Work transfers energy

Here is the deep idea that ties everything together: doing work on an object transfers energy to it.

When you lift a book onto a shelf, you do work against gravity, and that work becomes gravitational potential energy stored in the book. When an engine pushes a car forward, the work it does becomes kinetic energy of motion. Because of this, work done = energy transferred, and both are measured in joules. The forces involved here obey Newton's laws of motion.

What is power?

Two cranes lift identical loads to the same height. They do the same work. But if one does it in 5 seconds and the other in 20, the faster crane is more powerful.

Power is the rate of doing work, or of transferring energy:

power = energy transferred ÷ time P = E ÷ t (equivalently P = W ÷ t)
  • Power (P) is measured in watts (W).
  • One watt equals one joule per second.

A 60 W light bulb transfers 60 joules of energy every second. A 2000 W kettle transfers energy more than 30 times faster, which is why it boils water so quickly.

Efficiency

When a device transfers energy, not all of it ends up doing the useful job. Some is dissipated, usually as wasted heat (and sometimes sound), due to friction and resistance.

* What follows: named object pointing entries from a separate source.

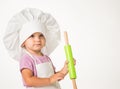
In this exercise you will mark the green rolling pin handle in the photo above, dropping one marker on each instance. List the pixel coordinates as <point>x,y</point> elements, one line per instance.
<point>69,56</point>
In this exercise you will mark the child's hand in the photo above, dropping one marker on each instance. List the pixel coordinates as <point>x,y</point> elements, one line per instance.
<point>56,77</point>
<point>65,68</point>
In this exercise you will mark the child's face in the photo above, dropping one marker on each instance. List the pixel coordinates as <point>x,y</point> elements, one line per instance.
<point>35,42</point>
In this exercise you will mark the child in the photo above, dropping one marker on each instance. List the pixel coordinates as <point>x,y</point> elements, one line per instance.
<point>31,36</point>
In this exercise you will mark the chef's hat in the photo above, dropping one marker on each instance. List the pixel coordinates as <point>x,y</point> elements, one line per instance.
<point>24,24</point>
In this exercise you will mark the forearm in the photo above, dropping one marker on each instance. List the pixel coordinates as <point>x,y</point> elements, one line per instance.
<point>35,81</point>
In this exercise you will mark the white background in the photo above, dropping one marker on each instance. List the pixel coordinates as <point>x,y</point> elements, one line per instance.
<point>94,33</point>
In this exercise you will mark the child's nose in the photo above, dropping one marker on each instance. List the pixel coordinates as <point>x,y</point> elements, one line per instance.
<point>37,38</point>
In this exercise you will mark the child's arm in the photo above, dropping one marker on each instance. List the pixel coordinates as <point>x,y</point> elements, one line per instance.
<point>34,81</point>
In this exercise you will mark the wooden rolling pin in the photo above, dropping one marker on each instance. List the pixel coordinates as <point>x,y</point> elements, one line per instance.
<point>69,57</point>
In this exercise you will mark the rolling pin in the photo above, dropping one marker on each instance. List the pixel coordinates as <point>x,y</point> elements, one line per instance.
<point>69,57</point>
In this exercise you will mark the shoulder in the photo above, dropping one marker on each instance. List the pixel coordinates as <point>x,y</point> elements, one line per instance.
<point>26,59</point>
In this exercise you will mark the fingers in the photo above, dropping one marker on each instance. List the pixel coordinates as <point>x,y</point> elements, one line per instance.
<point>56,77</point>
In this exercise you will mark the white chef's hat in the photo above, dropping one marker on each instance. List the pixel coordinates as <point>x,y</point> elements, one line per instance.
<point>24,24</point>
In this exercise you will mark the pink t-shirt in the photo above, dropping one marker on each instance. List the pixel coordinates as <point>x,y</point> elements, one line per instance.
<point>29,63</point>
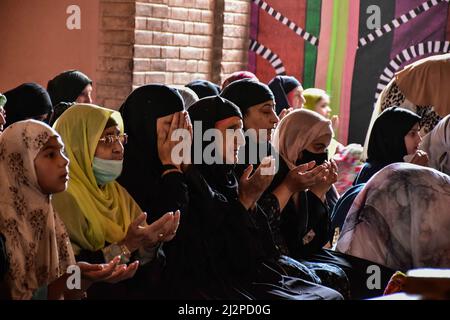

Efficiency measures how much of the input energy becomes useful output:

efficiency = (useful energy output ÷ total energy input) × 100%

A modern LED bulb might be 90% efficient — most input becomes light. An old filament bulb was only about 5% efficient, wasting the rest as heat. Because energy is conserved, the wasted energy is never destroyed; it simply spreads out as low-grade heat, which is why no real machine reaches 100% efficiency.

Worked example 1: work done

A weightlifter raises a 60 kg barbell to a height of 2 metres. How much work is done?

First find the weight (the force of gravity), using about 10 N/kg:

force = 60 kg × 10 N/kg = 600 N

Then apply the work formula:

work = force × distance = 600 N × 2 m = 1200 J

The lifter transfers 1200 joules of energy, now stored as gravitational potential energy in the raised barbell.

Worked example 2: power

Suppose that same lift took 3 seconds. What was the lifter's power output?

power = energy ÷ time = 1200 J ÷ 3 s = 400 W

If a stronger athlete lifted the same bar in just 2 seconds, their power would be 1200 ÷ 2 = 600 W — more powerful, even though the work done is identical.

Try it yourself! 🔬

Measure your own power climbing the stairs.

  1. Find your mass in kilograms and a flight of stairs. Measure the total vertical height you will climb (height of one step × number of steps).
  2. Calculate your weight: mass × 10 N/kg. This is the force.
  3. Work done = weight × height climbed (in joules).
  4. Time yourself running up the stairs in seconds. Then power = work ÷ time.

For example, a 50 kg student (weight 500 N) climbing 4 m in 5 s does 500 × 4 = 2000 J of work, giving 2000 ÷ 5 = 400 W of power — comparable to a bright old light bulb. Try walking, then running, and watch your power output rise.

Quick quiz

Test yourself and earn XP

When is mechanical work done on an object?

What is the unit of work and energy?

Power is best described as…

A 100 W bulb compared with a 60 W bulb…

Why is no real machine 100% efficient?

FAQ

Work is the total amount of energy transferred when a force moves something. Power is how fast that work is done. Running and walking up the same stairs do the same work, but running needs more power because you do it in less time.

In physics terms, no mechanical work is done if the bag does not move. But your muscles still use chemical energy to stay tensed, twitching constantly to hold the load, which is why you feel tired even though the bag is stationary.